US secretary of state John Kerry made a hastily arranged visit to Afghanistan on Friday to help resolve the election crisis, which is sowing chaos in a nation where the US has spent hundreds of billions of dollars and lost more than 2,000 lives trying to stabilise. The preliminary results of the presidential election runoff suggested a massive turnaround in favour of former finance minister Ashraf Ghani Ahmadzai, who lagged significantly behind former foreign minister Abdullah Abdullah in first-round voting. The latter claims the runoff was a fraud and his loyalists have spoken of forming a parallel government.

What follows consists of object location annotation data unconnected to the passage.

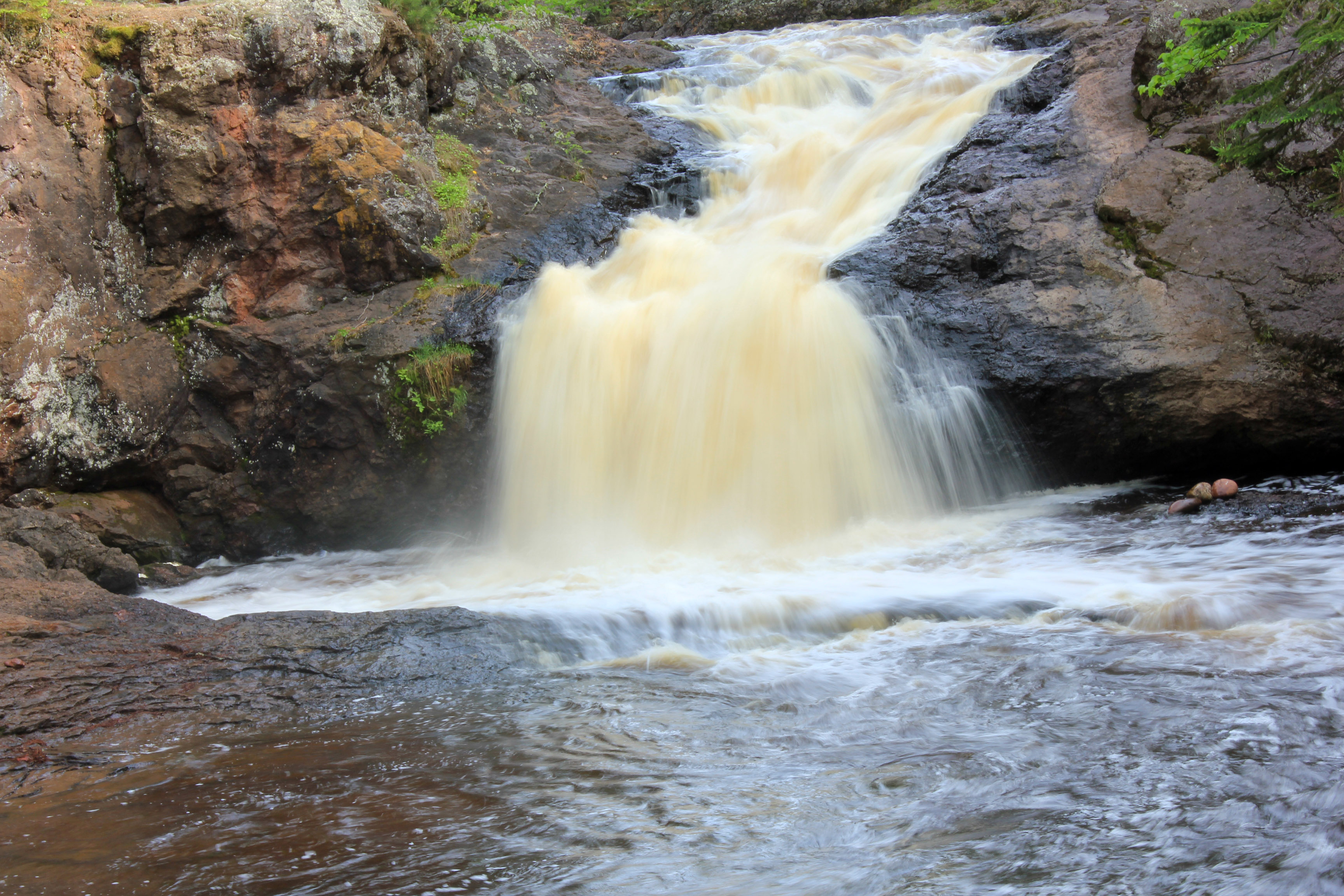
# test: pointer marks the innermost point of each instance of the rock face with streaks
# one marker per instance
(1136, 307)
(217, 219)
(89, 660)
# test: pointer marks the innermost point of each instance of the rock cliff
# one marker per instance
(1136, 307)
(224, 226)
(228, 229)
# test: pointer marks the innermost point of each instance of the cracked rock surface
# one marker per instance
(1136, 308)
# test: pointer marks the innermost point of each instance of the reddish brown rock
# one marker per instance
(1185, 506)
(1202, 491)
(168, 574)
(214, 249)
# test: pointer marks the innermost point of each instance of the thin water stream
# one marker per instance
(775, 630)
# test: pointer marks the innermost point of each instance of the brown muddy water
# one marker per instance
(1068, 694)
(775, 630)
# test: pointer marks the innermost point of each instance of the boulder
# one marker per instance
(130, 520)
(1136, 311)
(1200, 491)
(64, 547)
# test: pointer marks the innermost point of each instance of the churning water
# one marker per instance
(754, 654)
(707, 383)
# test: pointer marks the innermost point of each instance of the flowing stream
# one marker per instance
(781, 628)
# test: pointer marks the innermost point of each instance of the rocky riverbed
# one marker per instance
(222, 238)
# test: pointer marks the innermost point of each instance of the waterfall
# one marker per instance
(707, 385)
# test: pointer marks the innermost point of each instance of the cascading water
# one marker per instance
(751, 663)
(707, 383)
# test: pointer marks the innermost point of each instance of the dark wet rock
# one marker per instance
(94, 660)
(1136, 310)
(220, 242)
(61, 546)
(131, 520)
(167, 574)
(1200, 491)
(675, 19)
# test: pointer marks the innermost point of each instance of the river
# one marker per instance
(786, 620)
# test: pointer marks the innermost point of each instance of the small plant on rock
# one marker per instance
(427, 390)
(1299, 103)
(21, 14)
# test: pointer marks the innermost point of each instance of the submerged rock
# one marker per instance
(94, 659)
(130, 520)
(1185, 506)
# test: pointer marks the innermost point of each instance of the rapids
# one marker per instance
(707, 383)
(776, 630)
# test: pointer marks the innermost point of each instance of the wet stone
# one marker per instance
(1202, 491)
(1185, 506)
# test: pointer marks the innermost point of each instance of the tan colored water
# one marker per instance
(1061, 695)
(707, 382)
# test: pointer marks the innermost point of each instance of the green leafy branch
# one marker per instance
(425, 387)
(1304, 96)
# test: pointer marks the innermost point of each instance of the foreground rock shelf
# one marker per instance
(89, 662)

Afghanistan’s electoral crisis should be a cause of worry for India as the real gainers from instability will be the Taliban and Pakistan. As recent events have shown, the much-heralded Arab Spring hasn’t quite led to the flowering of democracy because of dissatisfaction with election results and the army’s intervention. This is something which Abdullah Abdullah should have remembered before challenging the election commission, especially because the final results are yet to be declared. Even if he loses, he should follow the legal path to vent his grievances since an agitational method, fraught with the likelihood of violence, is fatal for a nascent democracy like Afghanistan.

The concept of the masses choosing their governments does not have too many admirers in the region. Among the enemies of democracy are the armies, the secret services and religious extremists. More often than not, they act in tandem to frustrate any progress towards democratic rule since they are aware that once popular consent provides the legal and moral foundation of the power structure, the men in uniform and fundamentalists will no longer be able to exercise their extra-constitutional authority. Three of India’s neighbours—Afghanistan, Nepal and Myanmar—are still in the early stages of democracy. It will take careful nurturing of the fragile plant of popular rule to enable its roots to sink deep. Since elections are its lifeblood, no attempt should made to bring the process into disrepute for personal reasons.